Das System Gesamtschule-Gesamthochschule verschafft jedem Jungbürger ungeachtet seiner sozialen Herkunft die individuell größten Bildungschancen — und gleichzeitig bewirkt diese Realisierung des Grundrechts auf Bildung, daß die Gesellschaft alle Talente für ihre wirtschaftliche und kulturelle Fortentwicklung mobilisiert.

Der Grundsatz der Lernfreiheit erlaubt die freie Wahl der Fächerkombinationen und ermöglicht individuelle Studienabschlüsse — und gleichzeitig genügt diese Differenzierung den Ansprüchen der Industriegesellschaft, die auf eine Vielzahl unterschiedlich ausgebildeter und kritisch-interessierter Menschen angewiesen ist.

Die Zusammenfassung aller weiterführenden Bildungseinrichtungen oberhalb der Gesamtschule räumt Prestige-Barrieren ab (zwischen Volksschullehrern und Studienräten etwa, zwischen graduierten und diplomierten Ingenieuren) — und setzt gleichzeitig das Leistungsprinzip durch, fördert die Rationalisierung von Lehr- wie Forschungseinrichtungen, ermöglicht einen ebenso kostensparenden wie didaktisch wirkungsvollen Lehrkörper-Verbund.

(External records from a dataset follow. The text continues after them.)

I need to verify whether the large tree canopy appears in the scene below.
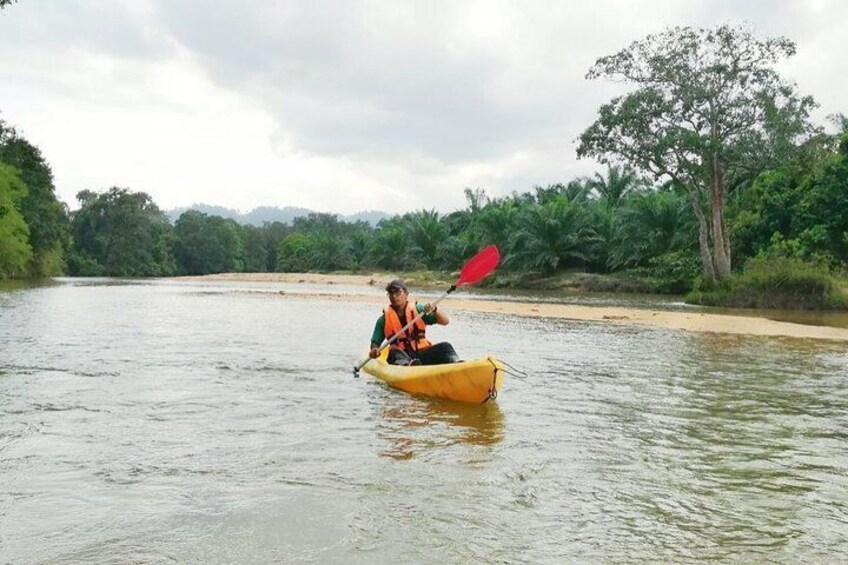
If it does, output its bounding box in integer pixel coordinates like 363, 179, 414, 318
578, 26, 815, 280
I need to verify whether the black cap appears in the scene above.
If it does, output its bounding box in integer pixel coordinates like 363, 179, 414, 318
386, 279, 406, 291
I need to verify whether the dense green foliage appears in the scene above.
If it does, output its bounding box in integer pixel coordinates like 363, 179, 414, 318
0, 120, 68, 277
0, 28, 848, 308
68, 188, 176, 277
687, 257, 848, 310
0, 163, 32, 280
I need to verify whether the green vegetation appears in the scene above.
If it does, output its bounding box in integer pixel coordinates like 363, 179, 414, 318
0, 27, 848, 308
577, 26, 818, 281
687, 257, 848, 310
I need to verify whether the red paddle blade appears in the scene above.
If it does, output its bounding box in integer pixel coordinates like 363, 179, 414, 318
456, 245, 501, 286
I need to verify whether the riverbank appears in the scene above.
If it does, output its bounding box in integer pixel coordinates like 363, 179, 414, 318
175, 273, 848, 341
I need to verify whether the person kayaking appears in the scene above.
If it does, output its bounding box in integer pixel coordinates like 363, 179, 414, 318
369, 279, 459, 365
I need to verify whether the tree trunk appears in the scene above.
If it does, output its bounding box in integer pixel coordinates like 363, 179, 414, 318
710, 161, 730, 280
686, 187, 716, 282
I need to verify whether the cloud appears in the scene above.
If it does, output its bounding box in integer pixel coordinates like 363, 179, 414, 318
0, 0, 848, 212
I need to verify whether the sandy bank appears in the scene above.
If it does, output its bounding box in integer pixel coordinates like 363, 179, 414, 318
178, 273, 848, 341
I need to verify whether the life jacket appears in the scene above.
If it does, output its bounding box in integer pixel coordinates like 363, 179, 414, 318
383, 302, 432, 351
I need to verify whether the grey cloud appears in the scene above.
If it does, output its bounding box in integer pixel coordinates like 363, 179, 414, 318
0, 0, 164, 58
147, 2, 604, 163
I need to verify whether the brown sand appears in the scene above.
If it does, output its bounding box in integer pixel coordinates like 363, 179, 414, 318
176, 273, 848, 341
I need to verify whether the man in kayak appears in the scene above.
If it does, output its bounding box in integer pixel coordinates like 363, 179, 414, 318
370, 279, 459, 365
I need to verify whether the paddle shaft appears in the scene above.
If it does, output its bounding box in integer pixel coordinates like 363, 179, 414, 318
353, 285, 456, 374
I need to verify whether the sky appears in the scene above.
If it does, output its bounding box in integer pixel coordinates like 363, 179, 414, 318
0, 0, 848, 214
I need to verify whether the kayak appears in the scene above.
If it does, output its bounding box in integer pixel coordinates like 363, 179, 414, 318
362, 348, 506, 404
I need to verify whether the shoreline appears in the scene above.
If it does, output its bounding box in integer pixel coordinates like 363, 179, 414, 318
172, 273, 848, 341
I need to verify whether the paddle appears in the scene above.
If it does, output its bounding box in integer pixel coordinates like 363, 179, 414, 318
353, 245, 501, 377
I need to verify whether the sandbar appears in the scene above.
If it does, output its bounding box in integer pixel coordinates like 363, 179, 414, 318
178, 273, 848, 341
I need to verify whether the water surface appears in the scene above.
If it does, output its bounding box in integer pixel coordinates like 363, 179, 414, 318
0, 279, 848, 563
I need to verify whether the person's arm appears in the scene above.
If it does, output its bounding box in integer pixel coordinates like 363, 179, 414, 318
368, 314, 386, 359
418, 302, 450, 326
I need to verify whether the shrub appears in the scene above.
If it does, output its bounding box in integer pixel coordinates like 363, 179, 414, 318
686, 256, 848, 310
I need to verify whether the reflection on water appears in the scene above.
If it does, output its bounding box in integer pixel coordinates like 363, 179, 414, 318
377, 393, 504, 459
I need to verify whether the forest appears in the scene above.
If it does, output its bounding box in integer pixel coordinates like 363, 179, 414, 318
0, 27, 848, 308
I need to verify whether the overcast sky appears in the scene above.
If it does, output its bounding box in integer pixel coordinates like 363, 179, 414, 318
0, 0, 848, 213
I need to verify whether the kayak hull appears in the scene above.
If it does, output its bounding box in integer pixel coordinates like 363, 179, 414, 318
362, 350, 505, 404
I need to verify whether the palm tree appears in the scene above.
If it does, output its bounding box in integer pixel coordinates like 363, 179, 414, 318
587, 165, 647, 208
504, 195, 595, 274
610, 191, 697, 269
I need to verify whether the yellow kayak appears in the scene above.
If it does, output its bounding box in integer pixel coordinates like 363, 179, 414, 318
362, 348, 506, 404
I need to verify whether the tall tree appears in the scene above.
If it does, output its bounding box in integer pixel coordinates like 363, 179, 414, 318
577, 26, 815, 280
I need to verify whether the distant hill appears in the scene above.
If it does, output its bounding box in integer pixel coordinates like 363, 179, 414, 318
165, 204, 388, 227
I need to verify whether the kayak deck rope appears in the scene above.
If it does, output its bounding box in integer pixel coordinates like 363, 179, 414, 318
483, 360, 498, 404
500, 359, 530, 378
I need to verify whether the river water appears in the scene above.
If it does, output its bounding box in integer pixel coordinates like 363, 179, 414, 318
0, 279, 848, 564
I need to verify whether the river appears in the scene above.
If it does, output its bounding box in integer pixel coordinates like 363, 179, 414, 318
0, 279, 848, 564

„Wer das ‚Bürgerrecht auf Bildung‘ kontigentieren will“, sagt Evers, „kann diesem Modell nicht zustimmen. Wer dagegen meint, Förderung jedes einzelnen bis zum Höchstmaß seiner Befähigung sei die verfassungsmäßige gesellschaftspolitische Aufgabe, der wird diesem Modell — bei allen erforderlichen Klärungen im Detail — eine Chance geben.“

Die FDP-Politikerin Hildegard Hamm-Brücher: „Die Gesamthochschule ist die vernünftigste Lösung, wenn wir die Durchlässigkeit der verschiedenen Bildungswege anstreben. Mit einem entsprechenden Hochschulrahmengesetz könnte diese Entwicklung eingeleitet werden. Dann wären Gesamthochschulen schon innerhalb der nächsten zehn Jahre vorstellbar.“

Sollten diese und ähnliche Vorstellungen liberaler und sozialdemokratischer Politiker verwirklicht werden können, wären im übrigen die wichtigsten Essentials erfüllt, die Anfang letzten Jahres der — damals noch nicht vom SDS beherrschte — Verband Deutscher Studentenschaften (VDS) formuliert hat.

Eine konsequent verwirklichte Gesamthochschule böte mithin eine — vielleicht die einzige — Möglichkeit, eine Brücke zu den Studentengenerationen zu schlagen, die der gegenwärtigen Gesellschaft nichts mehr abgewinnen können. Und in einer postchristdemokratischen Bundesrepublik sind die Chancen, das Modell in die Wirklichkeit umzusetzen, vielleicht so schlecht nicht — jedenfalls, immer relativ, etwas besser als bisher.